The US military is not comfortable talking in public about “Technical Memorandum 195” because it consists of notes from a secret conference on the breakdown of HAARP, where they were going to use the technology and how it was going to be applied.

In January 1999, the European Union described HAARP as a project of global concern and passed a resolution calling for more information on its health and environmental risks. Despite those concerns, officials at HAARP insist the project is nothing more sinister than a radio science research facility.

The EU resolution came with many bullet points. At bullet point 24, the EU “considers HAARP by virtue of its far-reaching impact on the environment to be a global concern and calls for its legal, ecological and ethical implications to be examined by an international independent body before any further research and testing”. But the US ignored the EU resolution.

Rather HAARP officials claim that “the radio waves in the frequency ranges that HAARP transmits are not absorbed in either the troposphere or the stratosphere — the two levels of the atmosphere that produce the Earth’s weather. Since there is no interaction, there is no way to control the weather.”

The CBC discovered that the small company that owned Eastlund’s patents was later swallowed up by a large military intelligence front company called E-Systems, which in turn was swallowed up by another bigger corporation that specialises in super-secret contracts with the Pentagon.

In the end, by 2014, when more eyes and tongues became focussed on HAARP and the controversy over its impact on the world’s weather system grew, the US military turned HAARP over to the University of Alaska Fairbanks (UAF) in August 2015 to be run by the university. But nobody was fooled

The Los Alamos Laboratory which was the principal site of the Manhattan Project that built the atomic bomb was operated by the University of California during World War II. Project Seal that experimented with the tsunami bomb was operated by the University of Auckland. So transferring HAARP to the control of the University of Alaska Fairbanks changes nothing about its essential military nature. In fact, the military is only behaving to type.
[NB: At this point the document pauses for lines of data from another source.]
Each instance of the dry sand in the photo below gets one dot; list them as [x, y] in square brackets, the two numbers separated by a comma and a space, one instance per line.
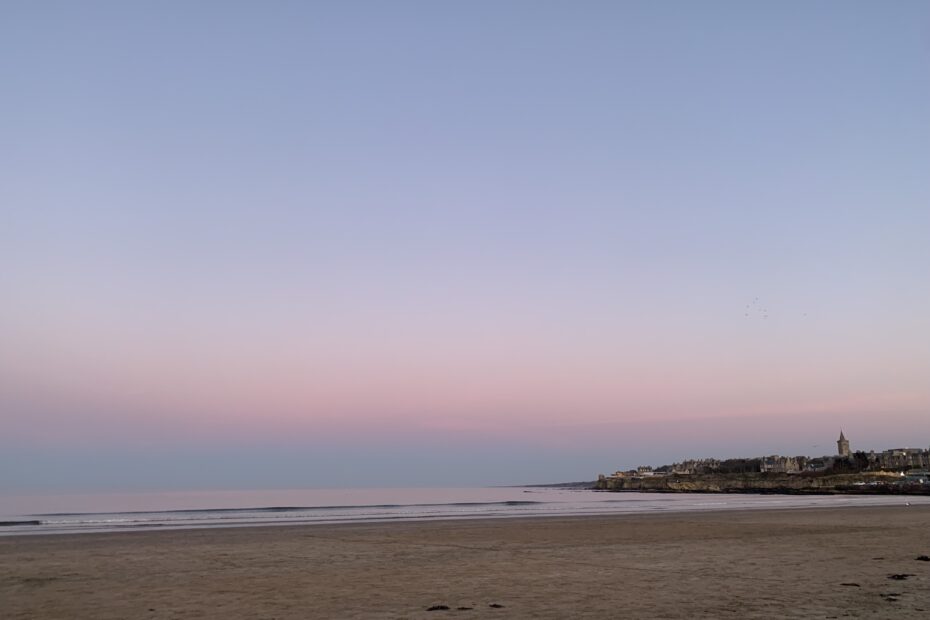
[752, 564]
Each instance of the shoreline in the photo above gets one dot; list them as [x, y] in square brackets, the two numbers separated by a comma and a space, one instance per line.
[758, 563]
[27, 527]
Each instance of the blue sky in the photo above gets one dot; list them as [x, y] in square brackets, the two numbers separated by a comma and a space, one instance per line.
[249, 228]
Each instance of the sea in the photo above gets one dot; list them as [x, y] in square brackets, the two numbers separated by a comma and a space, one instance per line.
[31, 514]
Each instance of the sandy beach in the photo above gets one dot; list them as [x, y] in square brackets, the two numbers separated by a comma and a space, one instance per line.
[817, 563]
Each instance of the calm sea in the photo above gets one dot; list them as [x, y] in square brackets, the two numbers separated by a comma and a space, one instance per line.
[60, 514]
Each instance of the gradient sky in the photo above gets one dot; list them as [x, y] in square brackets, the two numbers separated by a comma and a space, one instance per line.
[272, 244]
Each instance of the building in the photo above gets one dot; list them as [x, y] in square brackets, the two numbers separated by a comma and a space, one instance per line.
[842, 445]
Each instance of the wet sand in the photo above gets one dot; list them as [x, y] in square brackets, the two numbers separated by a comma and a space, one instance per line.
[816, 563]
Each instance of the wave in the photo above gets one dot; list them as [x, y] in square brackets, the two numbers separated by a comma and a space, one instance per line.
[274, 509]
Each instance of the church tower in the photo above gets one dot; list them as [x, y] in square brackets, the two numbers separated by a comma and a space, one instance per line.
[842, 445]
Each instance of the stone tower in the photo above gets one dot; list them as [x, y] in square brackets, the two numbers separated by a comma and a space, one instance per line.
[842, 445]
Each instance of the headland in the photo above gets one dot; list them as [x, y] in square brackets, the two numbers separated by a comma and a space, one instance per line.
[899, 471]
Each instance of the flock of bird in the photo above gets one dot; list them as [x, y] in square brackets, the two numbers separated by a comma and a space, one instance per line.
[756, 309]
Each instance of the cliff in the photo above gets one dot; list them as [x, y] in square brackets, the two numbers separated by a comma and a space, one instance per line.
[759, 483]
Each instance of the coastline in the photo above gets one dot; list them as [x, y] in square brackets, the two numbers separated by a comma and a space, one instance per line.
[739, 563]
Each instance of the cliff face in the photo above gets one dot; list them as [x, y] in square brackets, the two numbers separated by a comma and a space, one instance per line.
[747, 483]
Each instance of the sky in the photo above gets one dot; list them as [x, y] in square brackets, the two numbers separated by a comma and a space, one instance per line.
[302, 244]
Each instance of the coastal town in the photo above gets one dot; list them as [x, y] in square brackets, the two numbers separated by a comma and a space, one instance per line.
[905, 470]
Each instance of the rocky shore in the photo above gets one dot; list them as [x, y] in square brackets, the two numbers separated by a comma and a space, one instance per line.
[862, 483]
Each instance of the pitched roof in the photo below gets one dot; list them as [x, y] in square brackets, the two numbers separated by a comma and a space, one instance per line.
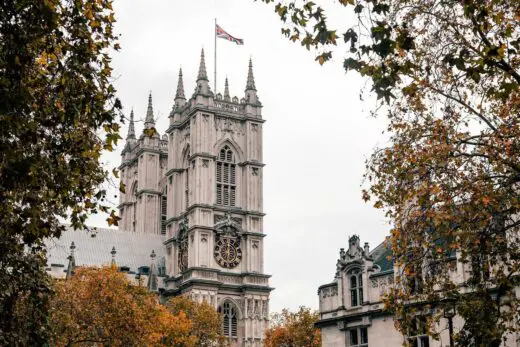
[93, 248]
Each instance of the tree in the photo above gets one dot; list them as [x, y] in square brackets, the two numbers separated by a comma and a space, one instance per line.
[293, 329]
[206, 326]
[57, 114]
[446, 74]
[100, 306]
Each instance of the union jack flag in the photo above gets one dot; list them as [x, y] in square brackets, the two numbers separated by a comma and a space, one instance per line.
[221, 33]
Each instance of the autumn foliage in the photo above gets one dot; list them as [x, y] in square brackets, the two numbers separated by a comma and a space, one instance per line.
[206, 327]
[58, 113]
[293, 329]
[446, 75]
[102, 307]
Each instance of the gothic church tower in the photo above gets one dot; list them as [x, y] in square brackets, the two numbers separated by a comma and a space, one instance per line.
[202, 187]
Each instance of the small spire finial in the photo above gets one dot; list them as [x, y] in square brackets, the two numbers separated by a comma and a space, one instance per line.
[72, 261]
[149, 121]
[203, 75]
[131, 126]
[180, 87]
[250, 85]
[226, 90]
[113, 253]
Idai – experiment gone wrong?

Why people are questioning if Cyclone Idai was caused by a HAARP event gone awry is because the cyclone nearly coincided with the latest HAARP research campaign on March 25-28 2019. Far from being “conspiracy theorists”, these people are not saying Idai was a direct electromagnetic attack on Mozambique or Zimbabwe, but that Idai could have been an electromagnetic experiment gone wrong.

Since HAARP was transferred to the University of Alaska Fairbanks in 2015, five research campaigns have been conducted: (a) February 19-23 2017, (b) September 21-25 2017, (c) April 6-14 2018, (d) July 30-Aug 1 2018, and (e) Nov 29-Dec 3 2018.
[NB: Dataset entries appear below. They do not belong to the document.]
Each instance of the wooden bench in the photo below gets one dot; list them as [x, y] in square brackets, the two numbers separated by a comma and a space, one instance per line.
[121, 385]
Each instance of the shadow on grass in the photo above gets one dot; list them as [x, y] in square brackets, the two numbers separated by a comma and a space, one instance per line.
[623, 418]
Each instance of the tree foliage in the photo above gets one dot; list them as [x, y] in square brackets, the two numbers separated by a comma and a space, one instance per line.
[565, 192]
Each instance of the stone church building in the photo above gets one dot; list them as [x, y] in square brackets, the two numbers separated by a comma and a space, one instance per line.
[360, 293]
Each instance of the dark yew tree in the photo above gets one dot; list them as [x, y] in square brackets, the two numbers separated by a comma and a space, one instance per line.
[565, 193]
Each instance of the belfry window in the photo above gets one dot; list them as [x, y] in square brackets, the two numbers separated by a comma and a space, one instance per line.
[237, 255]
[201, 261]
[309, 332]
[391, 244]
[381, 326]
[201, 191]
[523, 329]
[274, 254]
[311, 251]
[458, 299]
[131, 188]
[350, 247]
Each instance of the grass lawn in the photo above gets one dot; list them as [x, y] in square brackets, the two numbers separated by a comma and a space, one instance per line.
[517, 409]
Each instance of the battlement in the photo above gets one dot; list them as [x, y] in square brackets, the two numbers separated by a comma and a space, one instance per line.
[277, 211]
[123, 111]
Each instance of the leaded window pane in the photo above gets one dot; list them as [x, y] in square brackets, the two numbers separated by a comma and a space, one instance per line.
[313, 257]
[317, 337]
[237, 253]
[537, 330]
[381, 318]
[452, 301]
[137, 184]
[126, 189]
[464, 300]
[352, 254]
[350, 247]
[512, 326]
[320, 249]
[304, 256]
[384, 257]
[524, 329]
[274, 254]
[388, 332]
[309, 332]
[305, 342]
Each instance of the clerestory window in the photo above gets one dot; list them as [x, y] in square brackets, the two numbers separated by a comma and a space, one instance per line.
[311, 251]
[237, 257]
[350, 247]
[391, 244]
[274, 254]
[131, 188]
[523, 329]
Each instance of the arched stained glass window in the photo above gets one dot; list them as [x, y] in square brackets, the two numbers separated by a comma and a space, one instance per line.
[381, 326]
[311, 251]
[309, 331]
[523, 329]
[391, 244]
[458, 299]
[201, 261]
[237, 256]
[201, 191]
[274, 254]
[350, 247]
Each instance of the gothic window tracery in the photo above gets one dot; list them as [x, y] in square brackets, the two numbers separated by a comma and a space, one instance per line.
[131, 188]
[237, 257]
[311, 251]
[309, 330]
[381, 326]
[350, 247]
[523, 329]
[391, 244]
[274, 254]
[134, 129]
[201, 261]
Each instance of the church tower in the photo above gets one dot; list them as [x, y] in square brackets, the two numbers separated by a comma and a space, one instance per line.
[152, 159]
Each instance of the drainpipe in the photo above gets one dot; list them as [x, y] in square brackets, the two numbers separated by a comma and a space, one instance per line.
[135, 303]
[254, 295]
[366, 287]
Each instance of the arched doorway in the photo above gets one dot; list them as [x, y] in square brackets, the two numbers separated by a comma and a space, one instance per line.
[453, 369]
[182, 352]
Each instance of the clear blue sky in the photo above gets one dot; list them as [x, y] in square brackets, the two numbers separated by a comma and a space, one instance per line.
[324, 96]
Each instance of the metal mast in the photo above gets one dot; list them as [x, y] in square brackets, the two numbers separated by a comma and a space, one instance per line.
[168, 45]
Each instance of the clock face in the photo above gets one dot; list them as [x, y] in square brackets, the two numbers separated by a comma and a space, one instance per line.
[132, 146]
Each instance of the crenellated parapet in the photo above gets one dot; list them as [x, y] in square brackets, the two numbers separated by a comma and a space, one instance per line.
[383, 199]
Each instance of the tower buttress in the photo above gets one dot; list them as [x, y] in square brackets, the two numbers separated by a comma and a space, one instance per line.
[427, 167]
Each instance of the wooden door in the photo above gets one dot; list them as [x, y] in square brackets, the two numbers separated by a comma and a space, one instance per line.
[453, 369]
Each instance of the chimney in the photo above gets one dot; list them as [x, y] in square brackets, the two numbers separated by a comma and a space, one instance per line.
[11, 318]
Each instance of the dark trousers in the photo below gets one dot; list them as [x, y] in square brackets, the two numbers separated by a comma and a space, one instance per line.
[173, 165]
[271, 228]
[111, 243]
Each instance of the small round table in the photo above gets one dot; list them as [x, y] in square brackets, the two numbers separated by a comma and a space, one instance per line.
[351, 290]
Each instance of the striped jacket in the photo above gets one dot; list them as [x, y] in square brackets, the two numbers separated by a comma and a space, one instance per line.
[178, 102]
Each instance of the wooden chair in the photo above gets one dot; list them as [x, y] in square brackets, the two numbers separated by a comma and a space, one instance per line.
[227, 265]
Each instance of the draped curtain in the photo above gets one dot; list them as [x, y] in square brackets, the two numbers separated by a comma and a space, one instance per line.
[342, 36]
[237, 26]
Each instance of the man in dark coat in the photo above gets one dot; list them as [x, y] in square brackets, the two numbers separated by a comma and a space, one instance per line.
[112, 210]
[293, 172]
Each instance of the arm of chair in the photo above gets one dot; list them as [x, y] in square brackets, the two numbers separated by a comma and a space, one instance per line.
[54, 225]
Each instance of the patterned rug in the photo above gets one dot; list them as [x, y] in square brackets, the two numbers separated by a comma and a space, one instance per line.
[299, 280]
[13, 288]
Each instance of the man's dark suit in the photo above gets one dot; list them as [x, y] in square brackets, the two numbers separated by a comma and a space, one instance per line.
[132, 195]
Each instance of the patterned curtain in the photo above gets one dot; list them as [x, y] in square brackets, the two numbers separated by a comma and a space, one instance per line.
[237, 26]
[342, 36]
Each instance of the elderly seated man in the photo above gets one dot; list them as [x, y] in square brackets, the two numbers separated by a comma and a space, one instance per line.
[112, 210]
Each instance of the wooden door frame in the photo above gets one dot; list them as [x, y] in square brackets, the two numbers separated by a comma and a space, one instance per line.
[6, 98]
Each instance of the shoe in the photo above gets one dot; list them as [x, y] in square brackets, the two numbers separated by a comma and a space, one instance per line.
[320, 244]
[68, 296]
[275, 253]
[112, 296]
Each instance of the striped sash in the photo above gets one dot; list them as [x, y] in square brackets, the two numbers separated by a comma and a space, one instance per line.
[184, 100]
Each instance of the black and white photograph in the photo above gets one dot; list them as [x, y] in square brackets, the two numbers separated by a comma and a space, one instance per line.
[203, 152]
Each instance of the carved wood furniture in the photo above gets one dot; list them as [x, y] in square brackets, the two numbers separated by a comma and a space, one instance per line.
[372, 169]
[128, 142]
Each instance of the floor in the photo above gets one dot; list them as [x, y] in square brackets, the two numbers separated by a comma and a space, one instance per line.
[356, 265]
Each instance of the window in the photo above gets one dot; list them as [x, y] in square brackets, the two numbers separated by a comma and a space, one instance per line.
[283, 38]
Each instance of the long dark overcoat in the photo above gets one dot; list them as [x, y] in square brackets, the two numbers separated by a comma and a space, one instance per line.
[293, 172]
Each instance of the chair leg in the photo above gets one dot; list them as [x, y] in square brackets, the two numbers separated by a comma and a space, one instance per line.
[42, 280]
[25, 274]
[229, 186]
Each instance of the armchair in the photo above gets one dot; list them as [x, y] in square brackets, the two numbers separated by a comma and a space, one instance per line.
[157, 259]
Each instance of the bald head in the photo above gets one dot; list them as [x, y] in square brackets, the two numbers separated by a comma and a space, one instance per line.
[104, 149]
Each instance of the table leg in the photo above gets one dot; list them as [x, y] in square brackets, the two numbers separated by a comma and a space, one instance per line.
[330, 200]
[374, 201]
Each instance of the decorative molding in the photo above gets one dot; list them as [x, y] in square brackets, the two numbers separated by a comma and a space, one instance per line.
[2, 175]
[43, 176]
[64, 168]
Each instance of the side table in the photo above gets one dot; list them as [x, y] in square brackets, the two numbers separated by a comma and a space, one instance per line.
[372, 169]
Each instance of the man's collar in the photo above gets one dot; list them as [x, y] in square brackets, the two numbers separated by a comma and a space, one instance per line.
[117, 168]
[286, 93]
Idai’s landfall on the Mozambican coast on the night of March 14 was 11 days before HAARP’s next advertised research campaign began on March 25-28. All things being equal, one can safely say this research campaign might have had nothing to do with Idai.

But, as we all know, all things are not always equal in this world, particularly judging from how the world has been run in the past, and continues to be run, by the puppet masters. Therefore the people who are asking the world to look at Idai beyond it being a mere natural disaster deserve to be heard, even if they are making fools of themselves.
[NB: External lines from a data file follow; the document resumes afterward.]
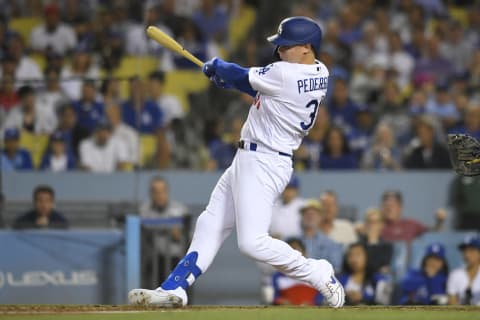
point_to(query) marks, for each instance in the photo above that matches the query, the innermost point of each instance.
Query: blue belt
(252, 146)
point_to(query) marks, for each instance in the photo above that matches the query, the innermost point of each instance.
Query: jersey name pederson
(312, 84)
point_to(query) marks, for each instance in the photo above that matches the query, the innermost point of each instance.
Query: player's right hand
(209, 68)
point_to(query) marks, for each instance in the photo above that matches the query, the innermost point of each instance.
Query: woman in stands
(362, 286)
(463, 286)
(428, 285)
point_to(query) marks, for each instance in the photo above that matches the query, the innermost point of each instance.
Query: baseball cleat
(157, 298)
(333, 292)
(331, 289)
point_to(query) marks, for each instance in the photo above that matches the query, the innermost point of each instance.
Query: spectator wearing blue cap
(427, 152)
(13, 157)
(317, 244)
(336, 154)
(89, 111)
(103, 152)
(286, 213)
(463, 286)
(339, 230)
(428, 285)
(81, 68)
(363, 285)
(383, 153)
(442, 105)
(341, 108)
(360, 136)
(471, 122)
(139, 112)
(27, 115)
(58, 157)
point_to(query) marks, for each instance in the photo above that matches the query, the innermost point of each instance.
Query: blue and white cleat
(331, 289)
(158, 298)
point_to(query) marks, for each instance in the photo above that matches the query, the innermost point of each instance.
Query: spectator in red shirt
(398, 228)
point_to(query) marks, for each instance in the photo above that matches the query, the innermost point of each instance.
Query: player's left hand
(219, 82)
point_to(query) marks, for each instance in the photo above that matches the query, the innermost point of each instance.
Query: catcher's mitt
(464, 154)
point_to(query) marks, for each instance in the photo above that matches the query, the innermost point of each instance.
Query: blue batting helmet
(297, 30)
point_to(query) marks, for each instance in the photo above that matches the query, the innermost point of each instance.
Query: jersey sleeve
(267, 80)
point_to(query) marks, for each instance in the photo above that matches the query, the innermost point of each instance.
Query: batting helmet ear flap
(276, 56)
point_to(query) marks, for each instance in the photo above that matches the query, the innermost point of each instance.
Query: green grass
(250, 313)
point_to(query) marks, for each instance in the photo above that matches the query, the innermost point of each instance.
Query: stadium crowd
(403, 73)
(83, 88)
(366, 254)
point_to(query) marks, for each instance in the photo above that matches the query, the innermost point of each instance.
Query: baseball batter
(287, 95)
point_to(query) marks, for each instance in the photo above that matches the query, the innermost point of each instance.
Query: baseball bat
(169, 43)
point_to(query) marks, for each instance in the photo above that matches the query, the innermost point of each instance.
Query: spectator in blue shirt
(471, 123)
(317, 244)
(88, 110)
(336, 152)
(43, 215)
(140, 113)
(212, 20)
(342, 109)
(427, 285)
(359, 137)
(363, 286)
(442, 106)
(14, 157)
(58, 157)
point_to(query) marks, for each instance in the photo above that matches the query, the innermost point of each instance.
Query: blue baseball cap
(294, 182)
(11, 134)
(470, 241)
(435, 249)
(57, 136)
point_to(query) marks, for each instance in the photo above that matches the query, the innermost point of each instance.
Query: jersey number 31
(313, 103)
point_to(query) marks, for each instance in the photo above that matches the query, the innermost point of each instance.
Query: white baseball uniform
(283, 112)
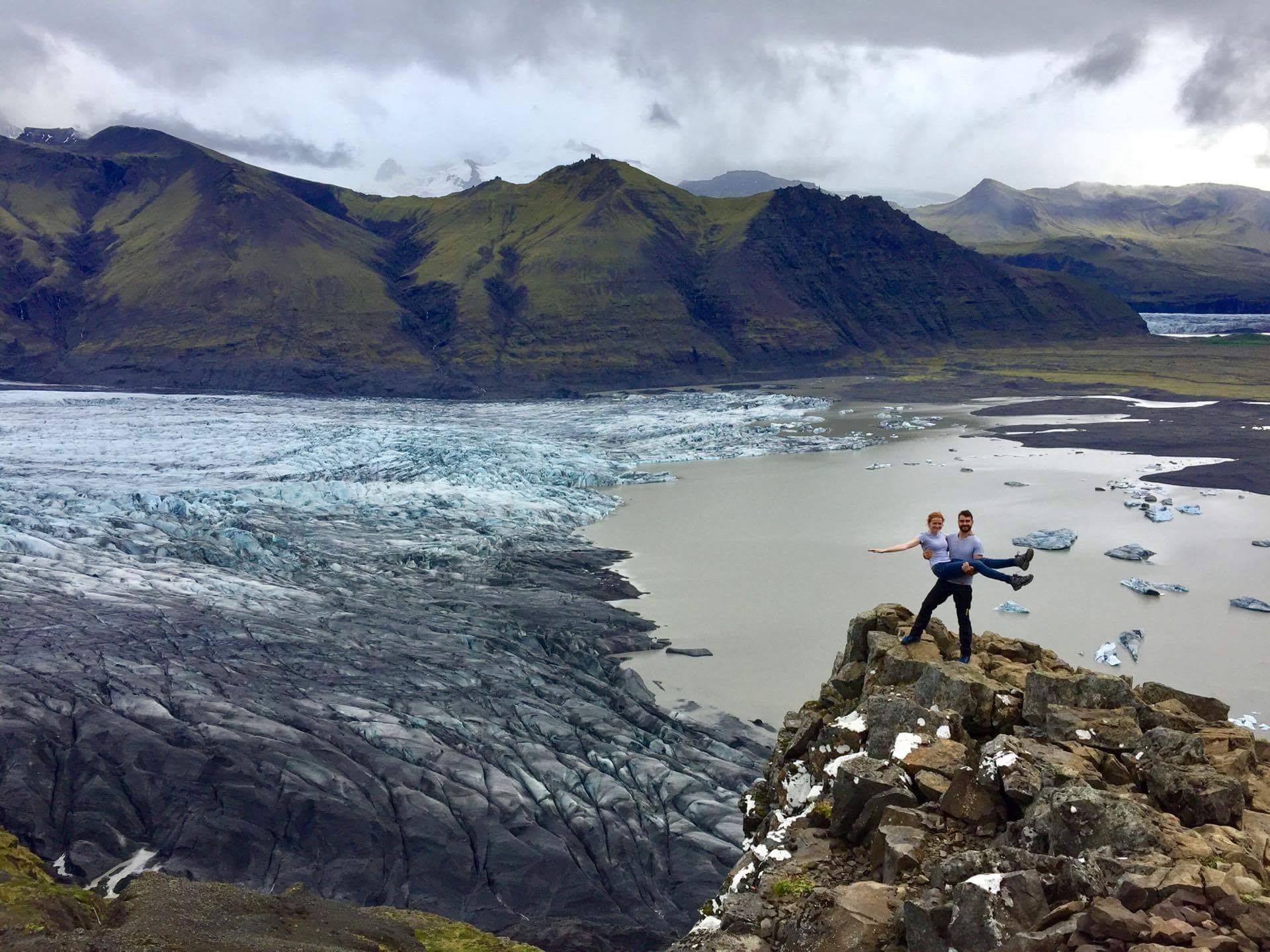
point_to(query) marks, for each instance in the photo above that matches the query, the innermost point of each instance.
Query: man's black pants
(937, 597)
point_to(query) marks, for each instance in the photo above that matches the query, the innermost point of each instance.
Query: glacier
(357, 644)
As of now, no one can say with an absolute yes that Idai was caused by electromagnetic warfare, or an absolute no that it was not caused by electromagnetic warfare. Only time will tell. But looking at the sheer quantum of the destruction wrought by Idai and the fierceness of the cyclone in general, one is tempted to say nature would have been more merciful if it sired this cyclone from its massive loins. — New African/The Herald.